Making a parser

I was wondering if anyone had any advice, on making a parser? Unlike the other question, I wouldn't want to use a library like nom, or rust_lex, I would like to implement the full process myself. I've had a look at the source code for both pulldown-cmark, and Sassers, but it hard to determine how to do it just from source code. Any articles, that are more theoretical, or rust specific would be a big help.

3 Likes

Hi Aarone, perhaps you would find some inspiration here? I believe Nicholas even references a number of other existing Rust parser generators from his article. I know it's not exactly the kind of advice you were after but I still hope you may find a pointer to that article useful.

Would you like to implement a parser generator, or a hand-written recursive descent parser?

In the latter case, you can take a look at the Rust parser itself. It is big, but quite readable. Here is an entry point.

As for the theoretical coverage of parsing, the Dragon Book is a good read.

I have written one and a half libraries with manual parsing in Rust and hopefully my observations here will be helpful :slight_smile:

There are basically two approaches for designing an API of a parser which affect its implementation greatly. These approaches are usually called pull parsers and push parsers. The former consume an input stream (usually bytes or Unicode code points) and produce a stream of events which the user then can consume gradually, by need. They are also sometimes called streaming parsers. The latter consume an input stream and invoke callbacks which were configured upon the instantiation of the parser. These callbacks correspond to different kinds of content in the input document.

Note that it is trivial to write a push parser if you have a pull parser at hand, but it is very hard to write a pull parser using a push parser without losing "streamingness", that is, the need to consume the whole input stream beforehand. However, pull parsers are harder to write because you need to invent a way to keep the state of your parser between pull attempts. Therefore, some kind of state machine is usually used to hold the state of the parser.

Most of document formats (XML, JSON, TOML, YAML, you name it) usually support DOM representation, that is, a tree structure (or possibly a graph, in YAML, for example) which directly encodes different parts of input document. It is trivial to write a parser which produces a DOM tree if you have either pull or push parser - you need to consume the whole stream to construct a DOM, and both approaches work fine for this. If you only need a DOM representation of the input document, you may combine combine push parsing with DOM construction, effectively inlining closures for events and constructing DOM objects directly.

After you decide on the kind of API you want to provide, you have different options for actual implementation of the parser. It mostly depends on the complexity of the grammar of your input documents. This is where terms like recursive descent parsing or recursive ascent parsing come in. There are also other questions you'd need to answer, for example, whether you need a lexer for your language or not. What you choose here is mostly a matter of personal preferences and particular aspects of your grammar.

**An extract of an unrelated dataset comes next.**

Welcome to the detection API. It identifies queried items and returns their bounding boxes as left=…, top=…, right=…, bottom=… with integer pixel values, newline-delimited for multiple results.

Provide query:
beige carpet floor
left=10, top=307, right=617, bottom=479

There are already lots of libraries in Rust with a hand-written parser inside them, in fact. Rust language features, such as algebraic data types and pattern matching, greatly simplify the task of writing parsers.

Several libraries, for example, are based on some kind of state machine whose input is bytes or characters and whose output is a sequence of events or a DOM tree, for example this is how (a shamless plug!) xml-rs or RustyXML work. In xml-rs I also use a lower-level lexer to simplify handling of atomic tokens in the parser. In terms of implementation, xml-rs is basically a recursive descent parser with an explicit state machine instead of actual recursion. These are examples of pull parsers.

Others, like toml-rs, construct DOM trees, continuously consuming their input, without the need to hold intermediate state. This is an example of a push parser which constructs DOM trees directly, and it also looks like a recursive descent parser which actually uses recursion and call stack to keep its state.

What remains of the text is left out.